THE CURSE II

FILM & TV

SUPERVISING ART DIRECTOR

Production Designer - ANNA SHELDRAKE

Director - JAMES DE FROND

Production company - CHANNEL 4 / SHINY BUTTON


Over to Channel 4 for the second series of The Curse, a comedic riff on a multimillion gold bullion heist pulled off by bungling misfits (loosely nodding to the 1983 Brinks-Mat robbery, which was turned into the recent well-received BBC thriller The Gold). Directed by James De Frond, it’s created by and stars the Bafta-winning People Just Do Nothing team (Steve Stamp, Allan Mustafa, Hugo Chegwin), with Tom Davis co-starring and co-writing.

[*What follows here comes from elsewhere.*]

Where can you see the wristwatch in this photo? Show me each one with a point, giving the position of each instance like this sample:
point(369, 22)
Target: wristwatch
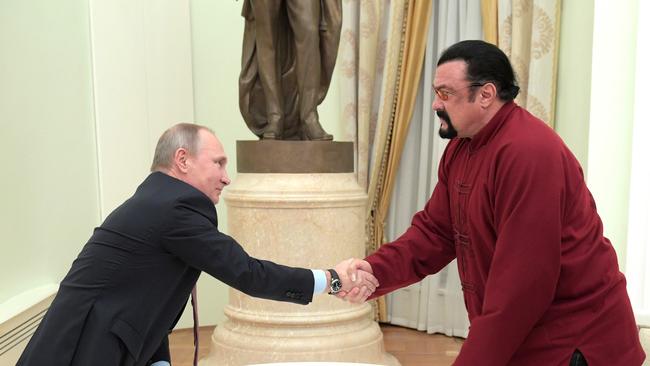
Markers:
point(335, 282)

At the end of last year’s first series (spoiler alert), Big Mick (Davis) was apprehended, Phil (Chegwin) was left for dead and hapless Albert (Mustafa), his tough, smart wife Tash (the glorious Emer Kenny) and her brother, Sidney (Stamp), escaped to the non-extradition “Costa del Crime” in Spain. This is where we rejoin them: pregnant Tash and Albert running the Golden Palms hotel, and Sidney operating a beach bar. The resting vibe is Sexy Beast with extra gormlessness and even pinker sunburn. And then things turn nasty.

The Curse is genuinely funny. The ineptitude of the thieves is set against the nastiness of the real villains (including Michael Smiley) and the cynicism of the police, led by Geoff Bell in dishevelled, 60-a-day Sweeney mode. In Big Mick, Davis has created a touching comedy ogre – this time squeezed into disquietingly tight beachwear (my eyes!), but still with an extraordinary voice that sounds like he’s gargling marbles and Evo-Stik. If you haven’t seen The Curse, check it out: the first series (just) edges it, but it’s still (pun intended) comedy gold.